Differential expression of the HECA‐452 antigen (cutaneous lymphocyte associated antigen, CLA) in cutaneous and non‐cutaneous T‐cell lymphomas

Abstract

The monoclonal antibody HECA‐452 identifies an antigen that is primarily expressed on high endothelial venules, the preferred site of lymphocyte extravasation in lymphoid tissues, and also on a subpopulation of myelomonocytic cells and some T‐cells. We investigated the expression of the HECA‐452 antigen, also called the cutaneous lymphocyte associated antigen, in primary cutaneous and primary non‐cutaneous T‐cell non‐Hodgkin's lymphomas.
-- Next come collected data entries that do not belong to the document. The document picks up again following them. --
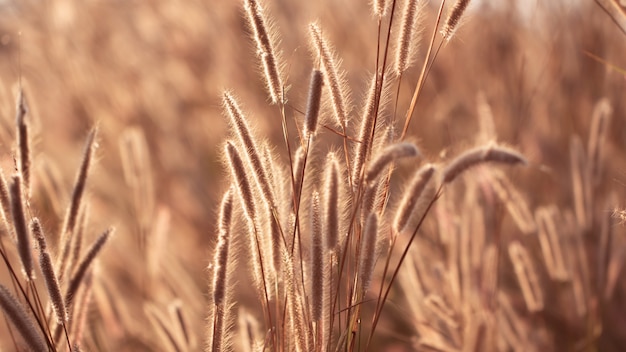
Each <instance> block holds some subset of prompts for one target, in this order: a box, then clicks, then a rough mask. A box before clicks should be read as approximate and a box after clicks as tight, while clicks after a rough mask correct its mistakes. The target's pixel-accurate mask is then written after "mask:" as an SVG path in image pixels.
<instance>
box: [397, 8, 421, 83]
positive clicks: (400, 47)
mask: <svg viewBox="0 0 626 352" xmlns="http://www.w3.org/2000/svg"><path fill="white" fill-rule="evenodd" d="M422 5H423V2H422V1H420V0H407V1H405V3H404V10H403V12H402V25H401V26H400V34H399V36H398V42H397V43H396V62H395V71H396V72H395V73H396V75H398V76H399V75H401V74H402V73H403V72H404V71H406V70H407V69H408V68H409V67H410V66H411V63H412V61H413V60H414V57H415V54H416V53H417V50H418V48H419V38H417V37H416V36H417V35H418V34H419V24H420V23H419V22H420V15H421V14H420V11H421V7H422Z"/></svg>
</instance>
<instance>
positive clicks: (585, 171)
mask: <svg viewBox="0 0 626 352" xmlns="http://www.w3.org/2000/svg"><path fill="white" fill-rule="evenodd" d="M570 162H571V168H572V191H573V193H574V210H575V212H576V219H577V220H578V225H579V226H580V227H581V228H582V229H584V230H587V229H588V228H589V226H591V221H592V219H591V217H592V215H593V214H592V199H591V198H592V194H591V187H590V184H589V168H588V166H587V162H588V160H587V158H586V155H585V150H584V147H583V144H582V141H581V140H580V138H578V136H575V137H573V138H572V140H571V144H570Z"/></svg>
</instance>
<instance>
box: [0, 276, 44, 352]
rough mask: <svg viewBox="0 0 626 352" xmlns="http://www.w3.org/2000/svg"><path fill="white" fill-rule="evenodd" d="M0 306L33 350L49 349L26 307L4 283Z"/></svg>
mask: <svg viewBox="0 0 626 352" xmlns="http://www.w3.org/2000/svg"><path fill="white" fill-rule="evenodd" d="M0 307H2V310H4V313H5V314H6V315H7V316H8V317H9V321H10V322H11V323H12V324H13V326H15V328H16V329H17V331H18V332H19V333H20V335H22V337H23V339H24V342H25V343H26V344H27V345H28V347H29V348H30V349H31V351H48V345H47V343H46V340H45V338H43V337H42V335H41V332H40V331H38V330H37V328H35V324H34V323H33V321H32V319H31V317H30V316H29V314H28V313H27V312H26V310H25V309H24V306H23V305H22V304H21V303H20V302H19V301H18V300H17V298H15V297H14V296H13V295H12V294H11V292H10V291H9V290H8V289H7V288H6V287H5V286H4V285H2V284H0Z"/></svg>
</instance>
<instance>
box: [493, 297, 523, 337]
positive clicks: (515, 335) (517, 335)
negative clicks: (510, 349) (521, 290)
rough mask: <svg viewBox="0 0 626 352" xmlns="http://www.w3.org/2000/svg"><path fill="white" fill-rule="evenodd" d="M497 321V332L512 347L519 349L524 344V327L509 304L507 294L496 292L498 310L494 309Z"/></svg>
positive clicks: (514, 311)
mask: <svg viewBox="0 0 626 352" xmlns="http://www.w3.org/2000/svg"><path fill="white" fill-rule="evenodd" d="M496 319H497V321H498V334H500V335H501V338H503V339H504V341H505V342H506V343H508V345H509V346H510V347H511V348H512V349H516V348H517V349H521V348H523V347H524V345H525V340H524V336H525V329H524V328H523V326H522V322H521V319H520V317H519V315H518V314H517V313H516V312H515V310H514V309H513V307H512V305H511V301H510V299H509V297H508V295H507V294H505V293H504V292H498V310H497V311H496Z"/></svg>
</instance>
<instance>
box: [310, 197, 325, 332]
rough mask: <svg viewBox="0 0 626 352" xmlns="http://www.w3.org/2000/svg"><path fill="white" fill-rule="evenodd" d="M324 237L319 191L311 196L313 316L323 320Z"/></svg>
mask: <svg viewBox="0 0 626 352" xmlns="http://www.w3.org/2000/svg"><path fill="white" fill-rule="evenodd" d="M323 242H324V239H323V231H322V214H321V205H320V195H319V193H318V192H317V191H314V192H313V195H312V196H311V268H310V271H311V275H310V277H311V278H310V285H311V318H312V319H313V321H315V322H318V323H319V322H321V320H322V312H323V311H324V282H325V280H324V274H325V273H326V270H325V269H326V266H325V263H324V243H323Z"/></svg>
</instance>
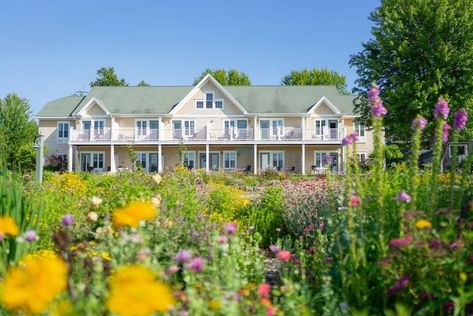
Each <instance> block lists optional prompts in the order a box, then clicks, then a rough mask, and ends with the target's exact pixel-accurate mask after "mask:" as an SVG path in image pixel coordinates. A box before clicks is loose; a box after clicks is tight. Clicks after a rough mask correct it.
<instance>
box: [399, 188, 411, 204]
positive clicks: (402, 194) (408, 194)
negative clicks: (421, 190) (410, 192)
mask: <svg viewBox="0 0 473 316" xmlns="http://www.w3.org/2000/svg"><path fill="white" fill-rule="evenodd" d="M396 200H398V201H399V202H406V203H410V202H411V196H410V195H409V194H407V193H406V192H404V191H401V192H399V194H398V195H397V196H396Z"/></svg>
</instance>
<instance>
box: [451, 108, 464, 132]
mask: <svg viewBox="0 0 473 316" xmlns="http://www.w3.org/2000/svg"><path fill="white" fill-rule="evenodd" d="M467 120H468V112H467V111H466V110H465V109H459V110H458V111H456V112H455V118H454V119H453V127H455V128H456V129H458V130H462V129H464V128H465V125H466V121H467Z"/></svg>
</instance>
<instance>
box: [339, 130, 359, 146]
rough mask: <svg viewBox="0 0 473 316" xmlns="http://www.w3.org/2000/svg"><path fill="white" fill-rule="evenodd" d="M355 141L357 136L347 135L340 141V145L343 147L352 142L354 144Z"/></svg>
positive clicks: (354, 135) (350, 143) (352, 134)
mask: <svg viewBox="0 0 473 316" xmlns="http://www.w3.org/2000/svg"><path fill="white" fill-rule="evenodd" d="M357 140H358V136H357V135H356V134H355V133H352V134H350V135H348V136H347V137H345V138H344V139H342V145H343V146H345V145H351V144H353V143H354V142H356V141H357Z"/></svg>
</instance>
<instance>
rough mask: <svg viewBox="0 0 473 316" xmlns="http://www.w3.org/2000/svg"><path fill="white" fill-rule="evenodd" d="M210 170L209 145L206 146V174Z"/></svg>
mask: <svg viewBox="0 0 473 316" xmlns="http://www.w3.org/2000/svg"><path fill="white" fill-rule="evenodd" d="M209 170H210V161H209V144H205V172H209Z"/></svg>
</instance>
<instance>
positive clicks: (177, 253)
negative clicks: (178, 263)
mask: <svg viewBox="0 0 473 316" xmlns="http://www.w3.org/2000/svg"><path fill="white" fill-rule="evenodd" d="M174 260H175V261H176V262H177V263H186V262H189V260H191V254H190V252H189V250H181V251H179V252H178V253H176V255H175V256H174Z"/></svg>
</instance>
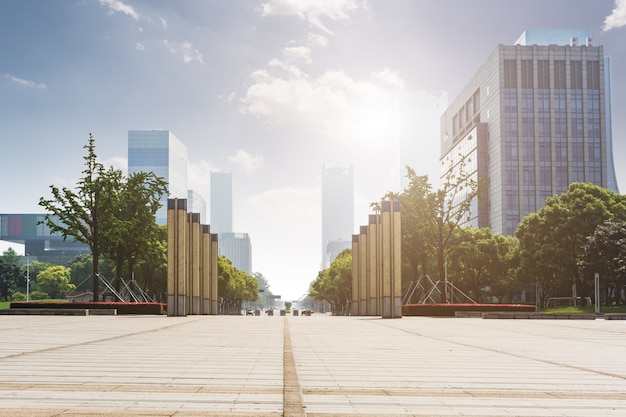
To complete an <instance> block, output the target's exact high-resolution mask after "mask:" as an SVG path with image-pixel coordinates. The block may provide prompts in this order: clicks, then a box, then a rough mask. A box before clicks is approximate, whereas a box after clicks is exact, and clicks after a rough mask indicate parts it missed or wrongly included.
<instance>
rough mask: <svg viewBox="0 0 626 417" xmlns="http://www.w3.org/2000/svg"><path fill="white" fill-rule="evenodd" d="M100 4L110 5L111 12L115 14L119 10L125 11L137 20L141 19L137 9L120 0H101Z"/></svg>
mask: <svg viewBox="0 0 626 417" xmlns="http://www.w3.org/2000/svg"><path fill="white" fill-rule="evenodd" d="M100 4H101V5H103V6H106V7H108V8H109V13H110V14H115V13H117V12H119V13H124V14H125V15H127V16H130V17H132V18H133V19H135V20H139V14H138V13H137V12H136V11H135V9H133V7H132V6H129V5H127V4H125V3H123V2H121V1H119V0H100Z"/></svg>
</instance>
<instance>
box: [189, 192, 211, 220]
mask: <svg viewBox="0 0 626 417" xmlns="http://www.w3.org/2000/svg"><path fill="white" fill-rule="evenodd" d="M187 211H189V212H190V213H198V214H200V223H202V224H208V223H207V215H206V201H205V200H204V197H202V196H201V195H200V194H199V193H197V192H196V191H194V190H187Z"/></svg>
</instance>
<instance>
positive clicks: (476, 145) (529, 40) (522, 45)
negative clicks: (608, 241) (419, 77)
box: [440, 30, 618, 235]
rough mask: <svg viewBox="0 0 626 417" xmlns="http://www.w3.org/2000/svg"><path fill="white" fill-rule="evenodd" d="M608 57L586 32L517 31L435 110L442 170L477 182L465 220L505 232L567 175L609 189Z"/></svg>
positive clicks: (616, 182)
mask: <svg viewBox="0 0 626 417" xmlns="http://www.w3.org/2000/svg"><path fill="white" fill-rule="evenodd" d="M609 64H610V62H609V58H607V57H605V56H604V50H603V47H602V46H593V40H592V37H591V32H590V31H587V30H527V31H525V32H524V33H523V34H522V35H521V36H520V37H519V39H518V40H517V42H515V44H514V45H498V46H497V47H496V48H495V50H494V51H493V52H492V53H491V55H490V56H489V57H488V58H487V60H486V61H485V62H484V63H483V64H482V66H481V67H480V68H479V70H478V71H477V72H476V73H475V75H474V76H473V77H472V78H471V79H470V81H469V82H468V83H467V85H466V86H465V88H464V89H463V90H462V91H461V93H460V94H459V95H458V96H457V97H456V99H455V100H454V101H453V102H452V103H451V104H450V106H449V107H448V109H447V110H446V112H445V113H444V114H443V116H442V117H441V159H440V162H441V168H442V181H443V178H444V176H445V173H446V172H448V170H449V169H458V167H459V163H460V161H461V160H462V159H463V161H464V163H465V167H464V170H465V172H467V173H470V174H471V175H472V176H473V178H474V179H476V180H481V181H482V182H483V183H484V187H485V188H484V189H483V194H482V201H481V203H480V204H479V203H478V201H474V202H473V205H472V213H471V218H470V220H469V224H470V225H472V226H478V227H484V226H489V227H491V229H492V230H493V232H495V233H502V234H506V235H514V233H515V229H516V228H517V226H518V224H519V223H520V221H521V220H522V219H523V218H524V217H525V216H526V215H527V214H529V213H533V212H536V211H538V210H539V209H540V208H541V207H542V206H543V204H544V203H545V201H546V199H547V198H548V197H550V196H552V195H555V194H559V193H562V192H565V191H566V190H567V188H568V186H569V184H570V183H572V182H577V181H580V182H590V183H593V184H597V185H600V186H602V187H605V188H607V189H609V190H612V191H615V192H617V191H618V187H617V181H616V178H615V172H614V167H613V156H612V144H611V141H612V138H611V107H610V102H611V101H610V94H611V85H610V68H609Z"/></svg>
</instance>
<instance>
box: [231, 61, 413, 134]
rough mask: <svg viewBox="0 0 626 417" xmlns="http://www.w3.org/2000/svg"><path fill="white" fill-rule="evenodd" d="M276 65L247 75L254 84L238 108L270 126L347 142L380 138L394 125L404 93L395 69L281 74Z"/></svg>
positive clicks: (402, 83) (391, 128)
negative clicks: (352, 77) (349, 75)
mask: <svg viewBox="0 0 626 417" xmlns="http://www.w3.org/2000/svg"><path fill="white" fill-rule="evenodd" d="M275 61H276V60H273V61H272V63H274V62H275ZM276 67H277V65H276V64H274V67H270V68H268V69H260V70H257V71H255V72H253V73H252V74H251V76H252V79H253V81H254V84H252V85H251V86H250V87H249V88H248V90H247V92H246V95H245V98H244V99H243V100H242V103H243V105H242V107H241V109H240V110H241V112H242V113H244V114H251V115H254V116H257V117H259V118H262V119H264V120H265V121H266V122H267V123H268V124H269V125H272V126H290V127H295V128H298V129H304V130H306V131H310V132H314V133H315V134H316V135H317V136H319V137H325V138H329V139H330V138H332V139H344V140H349V141H354V140H359V141H367V140H370V139H373V138H376V137H381V136H382V135H384V134H386V133H388V132H389V131H390V130H391V129H392V128H393V124H394V122H395V114H394V112H395V110H396V107H397V105H398V97H399V96H401V95H402V94H403V93H404V92H405V86H404V81H403V80H402V79H401V78H400V76H399V75H398V74H397V73H396V72H393V71H391V70H389V69H383V70H381V71H378V72H375V73H373V74H371V75H370V76H369V77H366V78H364V79H353V78H352V77H350V76H349V75H348V74H346V73H345V72H343V71H326V72H325V73H323V74H322V75H321V76H319V77H318V78H316V79H315V78H312V77H310V76H308V75H307V74H304V73H301V72H300V73H298V72H296V71H292V72H290V73H289V74H288V75H287V76H285V77H281V76H280V75H277V74H276V70H275V68H276Z"/></svg>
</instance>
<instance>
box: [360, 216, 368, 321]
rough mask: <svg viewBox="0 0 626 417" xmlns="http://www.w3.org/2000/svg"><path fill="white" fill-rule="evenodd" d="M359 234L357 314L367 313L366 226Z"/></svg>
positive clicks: (366, 254)
mask: <svg viewBox="0 0 626 417" xmlns="http://www.w3.org/2000/svg"><path fill="white" fill-rule="evenodd" d="M360 231H361V233H360V234H359V316H366V315H367V226H361V228H360Z"/></svg>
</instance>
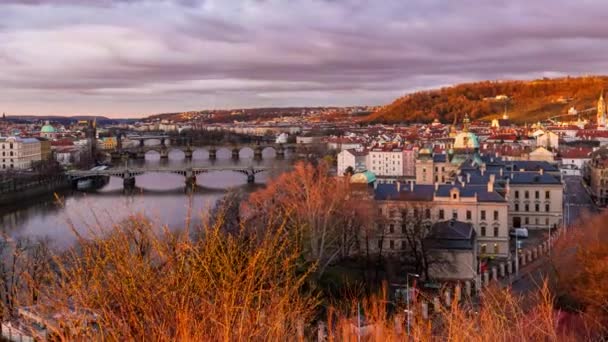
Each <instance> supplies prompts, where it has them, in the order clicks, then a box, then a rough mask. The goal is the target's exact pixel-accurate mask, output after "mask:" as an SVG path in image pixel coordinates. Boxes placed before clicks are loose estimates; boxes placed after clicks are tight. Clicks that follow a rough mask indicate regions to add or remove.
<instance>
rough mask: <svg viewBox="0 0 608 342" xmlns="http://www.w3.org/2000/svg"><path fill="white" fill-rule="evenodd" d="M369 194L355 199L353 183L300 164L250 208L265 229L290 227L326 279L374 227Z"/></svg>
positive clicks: (325, 171)
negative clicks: (267, 224) (358, 241)
mask: <svg viewBox="0 0 608 342" xmlns="http://www.w3.org/2000/svg"><path fill="white" fill-rule="evenodd" d="M371 201H372V200H371V198H370V197H369V194H366V195H361V193H358V194H357V193H351V186H350V183H349V178H348V177H333V176H331V175H330V173H329V168H328V166H327V164H325V163H323V162H321V163H319V165H318V166H313V165H312V164H307V163H302V162H300V163H297V164H296V165H295V166H294V169H293V171H292V172H289V173H284V174H282V175H281V176H279V177H278V178H277V179H276V180H274V181H271V182H270V183H269V184H268V186H267V187H266V188H265V189H263V190H260V191H258V192H256V193H253V194H252V195H251V196H250V198H249V201H248V203H247V207H248V209H247V211H248V212H249V214H250V219H252V220H257V221H258V222H261V223H262V225H263V224H265V223H266V222H269V221H272V220H275V221H276V220H278V221H279V222H282V221H283V220H285V221H286V225H285V227H286V229H288V231H289V234H291V235H292V236H293V238H294V239H295V240H296V241H298V242H299V243H300V245H301V247H302V251H303V253H304V256H305V257H306V259H307V260H309V261H312V262H315V263H318V269H317V275H318V276H319V277H320V276H321V275H322V274H323V273H324V272H325V270H326V269H327V267H328V266H329V265H330V264H332V263H333V262H335V261H337V260H339V259H340V258H341V257H345V256H348V255H349V254H350V253H351V251H352V249H353V247H354V246H355V243H356V242H357V236H358V233H359V232H360V231H361V229H362V226H367V225H368V224H370V220H369V218H370V217H372V216H371V215H373V214H370V213H369V210H370V208H371V207H372V205H370V203H371Z"/></svg>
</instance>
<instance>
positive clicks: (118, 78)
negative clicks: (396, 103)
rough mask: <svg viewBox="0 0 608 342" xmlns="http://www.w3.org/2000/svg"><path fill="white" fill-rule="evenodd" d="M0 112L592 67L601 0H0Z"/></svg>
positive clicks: (522, 72) (140, 110) (115, 110)
mask: <svg viewBox="0 0 608 342" xmlns="http://www.w3.org/2000/svg"><path fill="white" fill-rule="evenodd" d="M0 18H1V20H0V112H6V113H7V114H8V115H81V114H93V115H106V116H109V117H141V116H145V115H149V114H155V113H163V112H177V111H187V110H201V109H212V108H242V107H262V106H273V107H279V106H325V105H339V106H347V105H382V104H387V103H390V102H391V101H392V100H394V99H395V98H397V97H400V96H402V95H404V94H406V93H408V92H412V91H416V90H421V89H429V88H435V87H439V86H446V85H450V84H455V83H461V82H468V81H475V80H485V79H492V80H495V79H532V78H538V77H558V76H565V75H584V74H605V73H606V72H607V70H608V21H606V18H608V4H607V3H606V2H605V0H596V1H595V0H576V1H572V0H508V1H505V0H501V1H497V0H484V1H478V0H381V1H373V0H368V1H365V0H243V1H239V0H0Z"/></svg>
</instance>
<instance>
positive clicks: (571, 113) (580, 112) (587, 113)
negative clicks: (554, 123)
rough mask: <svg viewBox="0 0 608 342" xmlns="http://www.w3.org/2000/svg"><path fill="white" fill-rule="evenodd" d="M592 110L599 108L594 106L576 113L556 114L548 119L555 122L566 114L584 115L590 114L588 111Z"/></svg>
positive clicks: (596, 111) (569, 115) (588, 111)
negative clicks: (584, 113)
mask: <svg viewBox="0 0 608 342" xmlns="http://www.w3.org/2000/svg"><path fill="white" fill-rule="evenodd" d="M592 112H597V108H594V107H592V108H587V109H584V110H581V111H577V112H576V113H566V114H559V115H554V116H552V117H550V118H548V119H547V120H549V121H553V122H555V120H556V119H558V118H562V117H565V116H584V115H588V113H592ZM583 113H585V114H583Z"/></svg>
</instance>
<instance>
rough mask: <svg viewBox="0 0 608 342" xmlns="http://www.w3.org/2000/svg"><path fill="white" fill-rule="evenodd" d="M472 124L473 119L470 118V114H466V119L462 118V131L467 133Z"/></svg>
mask: <svg viewBox="0 0 608 342" xmlns="http://www.w3.org/2000/svg"><path fill="white" fill-rule="evenodd" d="M470 124H471V119H469V114H465V115H464V119H462V131H463V132H465V133H467V132H468V131H469V125H470Z"/></svg>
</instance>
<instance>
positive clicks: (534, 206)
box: [514, 203, 551, 212]
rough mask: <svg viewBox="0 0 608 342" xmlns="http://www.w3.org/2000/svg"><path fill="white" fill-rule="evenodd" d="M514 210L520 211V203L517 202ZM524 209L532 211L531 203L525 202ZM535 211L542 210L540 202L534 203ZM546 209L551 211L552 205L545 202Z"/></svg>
mask: <svg viewBox="0 0 608 342" xmlns="http://www.w3.org/2000/svg"><path fill="white" fill-rule="evenodd" d="M514 211H519V203H515V208H514ZM524 211H530V205H529V204H527V203H526V204H524ZM534 211H536V212H540V204H538V203H536V204H534ZM545 211H546V212H549V211H551V206H550V205H549V204H548V203H547V204H545Z"/></svg>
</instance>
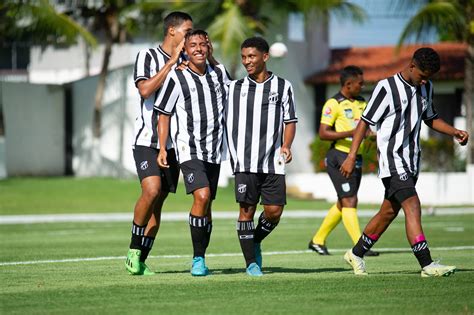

The tumour cells of cutaneous T‐cell non‐Hodgkin's lymphomas were positive in 53% of cases, while only 5% of the non‐cutaneous lymphomas were positive. These differences were also present in morphologically identical tumours. Thus, the tumour cells in six cut of 10 primary cutaneous anaplastic large cell T‐cell lymphomas were positive, while they were positive in none of 24 primary non‐cutaneous anaplastic large cell T‐cell lymphomas. In general, primary cutaneous and primary nasal T‐cell non‐Hodgkin's lymphomas were devoid of HECA‐452 positive high endothelial venules, whereas most nodal T‐cell non‐Hodgkin's lymphomas contained HECA‐452 positive high endothelial venules. These observations suggest that the HECA‐452 antigen might be related to a skin‐associated type of lymphoid tissue and to lymphomas originating in the skin. However, the results of HECA‐452 expression in secondary sites, and the clinical data of the primary cutaneous large cell lymphomas did not support the concept that HECA‐452 is functionally involved in homing to the skin, or that loss of the HECA‐452 antigen is related to tumour progression of primary cutaneous T‐cell lymphomas. The differences in HECA‐452 expression do indicate, however, that the dissimilar clinical behaviour of primary cutaneous and non‐cutaneous T‐cell non‐Hodgkin's lymphomas might be related to differences in expression of homing and adhesion molecules.